Columnist and Chelsea fan Giles Smith will be hurrying home today to make the kick-off in Europe’s quality competition, and he does not expect to see immoveable objects in his team’s way…

Sunday’s game against Wolves was, without question, a difficult watch.
Wolves had reversed a number of buses onto the pitch and we struggled to find a way to get the ball in between those buses, all the way through to injury time and a magnificent piece of improvised bus-avoidance courtesy of Eden Hazard.

And even though any kind of equaliser in injury-time – even a scuff-in, let alone a surgically precise strike between the buses and into the bottom corner from just outside the penalty area – will have its redemptive qualities, there was still a sense of frustration, walking away; a strong, and irritating sense that the buses had, in effect, won by depriving us of those two potentially vital points.

Incidentally, I’m not taking anything away from Wolves for parking their buses. Why shouldn’t they? This, too, is football. And I’m certainly not belittling the tactic. I don’t know whether you’ve ever tried to park a bus, but there’s a considerable amount of technique involved. Those things are large. You’ve got to know what you’re doing with your mirrors and you’ve got to have the confidence to trust your judgment in the blind spots. All credit to people who can successfully park buses.

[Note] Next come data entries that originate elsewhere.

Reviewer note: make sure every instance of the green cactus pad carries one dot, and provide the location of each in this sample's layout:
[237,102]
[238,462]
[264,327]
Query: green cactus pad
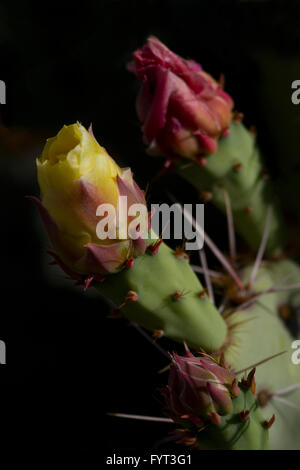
[257,334]
[237,167]
[155,279]
[235,434]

It was also somehow inevitable, after a certain amount of unsuccessfully battering away at the parked buses on our part, that Wolves would eventually use one of those buses to drive up the other end in a hurry and score a goal with pretty much their only journey into our half for the entire game. And, again, all credit to them for that: they made, and took, the one chance they were looking for.

Ah well. Thanks to Hazard, something, at least, was saved. And because Manchester United lost and Spurs’ top-four challenge continued to leak air like a punctured bike tyre, it still leaves us strongly positioned for fourth place, courtesy of our game in hand.

In the meantime, it’s back to the Europa League and this evening’s early second-leg against Dynamo Kiev, which takes place in one area of the continent where the 5.55pm kick-off makes some kind of sense, because it will be virtually a standard 8.00pm start time there. The rest of us, of course, will just have to hurry home as best we can.

It should be worth it, though. For one thing, we hold a fairly convincing 3-0 lead after that well-judged performance in the first leg at the Bridge. This will make it unwise, to say the least, for Dynamo to content themselves with parking a fleet of buses, Wolves-style. On the contrary, they need to find four goals from somewhere, while not conceding, which should, at the very least, stretch the game into some interesting and very un-bus-like shapes along the way. And consequently, we will, without undue complacency (and even though football can be a surprising game sometimes, such as last Sunday) be expecting to go through to the quarter-finals.

Another reason it will be worth it is that there’s no doubting where the quality European football is being played this season, and where the real action is being witnessed, and it’s not in the Champions League, where some of the strongest sides (Real Madrid, PSG) have suffered ignominious and startlingly early exits.

Really the low-tide mark was reached this week with Manchester City’s 7-0 hammering of Schalke, making 10-2 on aggregate, the kind of lopsided encounter that can only bring Europe’s supposedly top-tier contest into contempt. Clearly there is no disgrace in losing 6-0 to City over the course of 90 minutes. It’s the kind of mishap that can happen to the best of teams on the wrong day. Losing 7-0 to them, though… well, that’s just plain embarrassing. Schalke should hang their heads in shame – or rather, the organisers should hang their heads in shame for presiding over a competition so patently misjudged that it could throw up such a non-competitive mismatch at this stage in the proceedings. The Europa League, by contrast, continues to demonstrate a firm commitment to quality football, to the utmost of its ability to do so.

On a related matter, it was excellent to see the players being met at the airport yesterday by a reception party in Ukrainian national dress, offering the traditional Slavic welcome of a loaf of bread and some salt. One remembers Gareth Southgate receiving the bread and salt in this way last summer when England arrived at their World Cup base in Repino, so, in many ways, this might have been the least we expected.

Even so, that was a thoughtful touch. And while we’re on the subject: do we put on anything equivalent when teams arrive in this country for their Europa League away legs? Did we do anything for Dynamo Kiev this time last week? Does someone hit the tarmac at Heathrow wearing Union Jack boxer shorts and holding a plate of cheese and pickle sandwiches? If we don’t, then the Slavic countries are once again very much pointing the way here, hospitality-wise, and we should explore options for the future.

Let’s get this tie out of the way first, though.